App helps doctors screen for opioid dependency

SBIRT App (PRNewsfoto/Northwell Health)

Opioid dependency is becoming a widespread and deadly problem in the US, yet many doctors and health providers are not trained to screen patients and help them get treatment.

As a result New York-based health firm Northwell Health and the non-profit organisation Center on Addiction, have released a new app for health care providers that guides them through the process.

The Screening, Brief Intervention, and Referral to Treatment (SBIRT) app is designed to be used by providers in a healthcare setting.

Available for tablets, it has a standardised set of short questions to use with patients to help identify potentially problematic patterns of drug or alcohol use.

If answers identify a moderate to high level of risk for health or social problems due to substance use, the app guides healthcare professionals on how to speak to patients about their readiness to change lifestyles and set new goals.

The app also supports the provider in discussions with patients regarding referrals to substance use disorder treatment if needed.

SBIRT is an evidence-based approach that health care professionals can use as part of their clinical toolbox to effectively address risky substance use among their patients.

Megan O’Grady, associate director of health services research at Center on Addiction said many doctors are unfamiliar with the approach or have found it difficult to adopt it within their own practices.

Megan O'Grady

She said: “A discussion with a patient can prevent substance misuse from escalating to addiction.”

"Hundreds of people die every day because of misuse of opioids, alcohol or other substances. Wider use of SBIRT will save lives. Our app helps to break down some of the barriers to adoption by providing a simple tool that is easy for clinical team members to use."
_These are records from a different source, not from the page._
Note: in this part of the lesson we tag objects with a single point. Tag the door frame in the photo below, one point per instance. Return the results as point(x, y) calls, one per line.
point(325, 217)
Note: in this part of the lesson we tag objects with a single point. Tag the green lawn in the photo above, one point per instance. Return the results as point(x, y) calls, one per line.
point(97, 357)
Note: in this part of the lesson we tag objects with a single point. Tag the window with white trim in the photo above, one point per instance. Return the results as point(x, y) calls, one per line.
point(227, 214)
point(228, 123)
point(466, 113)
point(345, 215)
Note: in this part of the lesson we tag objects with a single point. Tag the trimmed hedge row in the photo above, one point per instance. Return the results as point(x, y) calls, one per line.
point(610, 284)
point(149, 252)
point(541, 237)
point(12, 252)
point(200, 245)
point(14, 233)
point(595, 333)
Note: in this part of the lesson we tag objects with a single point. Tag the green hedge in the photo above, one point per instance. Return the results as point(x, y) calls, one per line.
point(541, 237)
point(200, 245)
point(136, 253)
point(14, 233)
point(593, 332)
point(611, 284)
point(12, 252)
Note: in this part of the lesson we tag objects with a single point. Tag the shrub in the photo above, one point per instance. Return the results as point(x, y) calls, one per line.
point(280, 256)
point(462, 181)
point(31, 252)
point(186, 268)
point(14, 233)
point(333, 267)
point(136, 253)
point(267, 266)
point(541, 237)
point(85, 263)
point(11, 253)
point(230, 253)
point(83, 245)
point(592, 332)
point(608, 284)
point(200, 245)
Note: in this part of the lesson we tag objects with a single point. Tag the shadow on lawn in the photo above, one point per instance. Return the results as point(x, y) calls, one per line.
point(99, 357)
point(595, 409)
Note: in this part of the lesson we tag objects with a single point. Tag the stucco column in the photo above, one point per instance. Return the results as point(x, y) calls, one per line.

Sandeep Kapoor MD, director of SBIRT at Northwell Health, said: "On average, doctors in the US have had less than two hours of dedicated training on the topic of substance use, and less than that on substance use disorder.”

"So how do we handle the 40 million people who are dealing with this issue? Clinical team members have to be able to comfortably start the conversation with their patients, and this app will empower them to do that."